Extended comment period sought on proposed swiya-wide dock management plan

A delegation from the province and shíshálh Nation will attend a special SCRD board meeting Nov. 30.
swiya-map
Proposed mapping for shíshálh swiya Dock Management Plan

Pender Harbour Area Residents Association (PHARA) is asking for an extension to the 22-day comment period for sweeping changes proposed to an expanded dock management plan. 

The proposal to ban boathouses on private tide and freshwater moorages and the extension of dock management regulations throughout the shíshálh swiya (world, birthplace, lands, territory) was released Nov. 24. 

shíshálh Nation and the province presented details of the potential adjustments to directors of the Pender Harbour and Area Residents Association (PHARA) in a Nov. 24 meeting. 

The comment period indicated, which ends Dec. 15, is “insufficient time to understand and respond adequately to the proposed changes,” according to a PHARA press release.  

“This time period does not allow for fair, true and equitable consultation,” it stated.

PHARA had not received a copy of an engineering review report conducted for the Nation and the province that led to the latest proposed plan adjustments, PHARA president Peter Robson told Coast Reporter said in an email to Coast Reporter.

The Ministry of Indigenous Relations and Reconciliation is presenting a delegation to the Sunshine Coast Regional District board on the matter at a special Nov. 30 meeting.
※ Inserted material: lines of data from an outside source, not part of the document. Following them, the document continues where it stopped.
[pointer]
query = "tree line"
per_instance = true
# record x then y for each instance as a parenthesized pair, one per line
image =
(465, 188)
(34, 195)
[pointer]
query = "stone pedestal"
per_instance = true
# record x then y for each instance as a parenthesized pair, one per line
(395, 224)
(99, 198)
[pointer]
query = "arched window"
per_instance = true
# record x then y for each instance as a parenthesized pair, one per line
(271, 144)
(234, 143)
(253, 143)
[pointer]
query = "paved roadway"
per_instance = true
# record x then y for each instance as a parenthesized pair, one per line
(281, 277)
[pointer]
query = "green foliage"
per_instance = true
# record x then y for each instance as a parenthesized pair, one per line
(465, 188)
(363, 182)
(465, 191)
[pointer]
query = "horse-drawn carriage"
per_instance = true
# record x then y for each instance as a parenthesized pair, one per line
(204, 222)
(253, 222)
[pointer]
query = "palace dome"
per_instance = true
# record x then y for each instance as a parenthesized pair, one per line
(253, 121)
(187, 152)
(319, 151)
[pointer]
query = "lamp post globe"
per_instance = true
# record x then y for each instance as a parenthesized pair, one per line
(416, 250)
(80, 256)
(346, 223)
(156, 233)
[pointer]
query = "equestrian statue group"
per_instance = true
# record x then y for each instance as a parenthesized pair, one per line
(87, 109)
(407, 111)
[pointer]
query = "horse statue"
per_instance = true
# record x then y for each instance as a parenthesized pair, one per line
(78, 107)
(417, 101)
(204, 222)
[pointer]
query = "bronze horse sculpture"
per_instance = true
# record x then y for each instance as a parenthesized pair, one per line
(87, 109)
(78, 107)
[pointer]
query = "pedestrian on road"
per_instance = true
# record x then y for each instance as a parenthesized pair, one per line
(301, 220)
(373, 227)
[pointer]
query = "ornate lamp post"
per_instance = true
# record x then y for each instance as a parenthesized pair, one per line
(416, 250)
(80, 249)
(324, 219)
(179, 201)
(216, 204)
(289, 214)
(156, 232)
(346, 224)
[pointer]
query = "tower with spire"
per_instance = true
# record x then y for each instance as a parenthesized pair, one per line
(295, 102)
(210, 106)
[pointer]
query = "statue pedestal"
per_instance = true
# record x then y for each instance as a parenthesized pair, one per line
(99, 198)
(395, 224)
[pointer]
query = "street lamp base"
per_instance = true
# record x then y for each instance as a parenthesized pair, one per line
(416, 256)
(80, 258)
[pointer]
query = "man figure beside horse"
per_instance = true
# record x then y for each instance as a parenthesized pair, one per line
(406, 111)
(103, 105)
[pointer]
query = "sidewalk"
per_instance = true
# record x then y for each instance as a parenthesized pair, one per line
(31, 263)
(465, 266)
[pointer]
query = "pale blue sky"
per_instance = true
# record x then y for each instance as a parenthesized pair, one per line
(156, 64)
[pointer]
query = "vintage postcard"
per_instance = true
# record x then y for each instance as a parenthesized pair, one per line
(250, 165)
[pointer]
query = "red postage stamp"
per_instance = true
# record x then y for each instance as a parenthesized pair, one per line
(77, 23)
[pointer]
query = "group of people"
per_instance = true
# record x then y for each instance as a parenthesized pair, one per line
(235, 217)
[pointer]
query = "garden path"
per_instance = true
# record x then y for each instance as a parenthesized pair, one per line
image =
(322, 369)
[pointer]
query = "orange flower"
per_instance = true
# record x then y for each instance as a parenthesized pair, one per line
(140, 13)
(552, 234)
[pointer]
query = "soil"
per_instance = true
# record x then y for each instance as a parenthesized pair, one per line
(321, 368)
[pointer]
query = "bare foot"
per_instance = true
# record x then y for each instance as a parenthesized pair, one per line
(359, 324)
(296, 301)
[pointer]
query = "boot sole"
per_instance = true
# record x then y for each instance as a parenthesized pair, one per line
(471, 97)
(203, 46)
According to SCRD communications manager Aidan Buckley, the board has been given the same period as the public to comment on the plan. 

PHARA’s views on changes and processes

PHARA is working on getting a follow-up meeting with the plan’s proponents in early December, Robson said. It plans to focus on asks that existing docks and boathouses that have been previously approved be grandfathered into the new rules and that dock sizes that meet the “diverse requirements of property owners” be allowed.

“The sudden ban on boathouses and the reduction in the maximum float size to 30 square meters present immediate challenges for property owners, creating uncertainty moving forward,” PHARA’s press release stated. It also pointed out that such adjustments to moorage infrastructure will impose costs on property owners.  

It also asserts that some docks in the existing plan area that were modified to meet the existing plan criteria and subsequently received approvals would “shockingly” no longer be compliant under the proposed new rules.  

PHARA stated it will “advocate for the protection of existing docks, some of which have been in place for many decades, from retroactive compliance measures to prevent unnecessary financial burdens on responsible property owners.”

In its release, the association encouraged members of the public with concerns about the proposed changes to respond to the call for public comments and to copy those to board@phara.ca. Sharing of concerns with Powell River-Sunshine Coast MLA Nicholas Simons was also recommended.

The group also urged the members of public to attend the Nov. 30 SCRD meeting. In his email, Robson said he anticipated “that event is going to be very noisy” based on comments the group has heard from community members.